Motivation --- Emily Jane

Sep 15, 2012 • Emily Jane McTavish
  1. Providing real world tasks.

In my second year as a graduate student I took a writing course. Not only did we cover useful fundamentals, the instructor made the tasks be directly applicable to what we were working on in our research. We spent time in class doing free-writing on whatever we chose, and our major course assignment was a draft of a grant that we all needed to do that semester anyways. As stressed-out early grad students having our writing assignments be developing work that was a priority anyways was really valuable, and made us all feel motivated.

  1. Belittling prior knowledge

Our graduate department is Ecology, Evolution and Behavior, so it brings together students with a range of backgrounds, including master’s in any one of these fields. To get all students in a cohort on the same page, all incoming students are required to take a full year “core course” covering all three topics. This chafed a bit for people who had done research in an area and didn’t care to take an intro lecture course in the subject, or weren’t interested in learning about the other disciplines (i.e. working on plants and taking behavior). One of the professors chose to attempt to convince students of the necessity of her ecology section by handing out a “prior knowledge” quiz on the first day, then discussing gaps in students knowledge with the class. This would have been a fine or OK teaching tool, were the questions on the quiz not absurdly specific/nit-picky random vocab, and of little interests to even the ecologists in the room, and her discussion of the class’s answers not superior and derisive. It set up a really antagonistic attitude in the room which continued throughout her section. I understand her motivation, she was tired of know-it-all first year grad students not wanting to learn about ecology, but the outcome of her tactics were directly contrary to her goals.

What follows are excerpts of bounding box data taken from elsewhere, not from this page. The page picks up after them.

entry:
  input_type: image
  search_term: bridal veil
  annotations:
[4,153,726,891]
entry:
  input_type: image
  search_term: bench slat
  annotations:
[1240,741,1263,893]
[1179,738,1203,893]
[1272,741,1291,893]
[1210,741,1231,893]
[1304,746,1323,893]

  1. Application to online

I find this question very interesting, because I have taken several online courses and have seen in myself a weirdly large drop in motivation, even for subjects I am interested in. I have come to think that there is something about the feeling of social responsibility to the person in the room with you, trying to teach you, that is lost. As an undergraduate we had huge lectures (1,200+ people) for our intro chem and bio courses. We didn’t fit in lecture hall, so they were videoconferenced to a room down the hall. It fascinated me that if you were in the videoconferenced room when the professor would make a joke you could hear through the mic everyone in the room with the professor laughing, and complete silence in the room you were in. The jokes were seldom funny, this laughter just seemed to indicate a sort of inter-personal responsibility that was lost in the few feet we were down the hall. If I am in a classroom with a lecturer, especially now that I have spent time teaching, I wouldn’t be so impolite as to obviously work on other things. Without that social contract, I start to multi-task and drift off.
But the loss of that responsibility aside, I think that making sure material is directly applicable to students’ other responsibilities is a great way to motivate, as is assessing prior knowledge without belittling, and those would work equally well online as in person.

With the reading and thinking and writing this probably took me 1.5 — 2 hours. Related to this weeks topic-I recently got the book in book form, whereas before I was reading it through our library online. Reading without my email and the whole internet a click away certainly helped my focus and made me read much faster!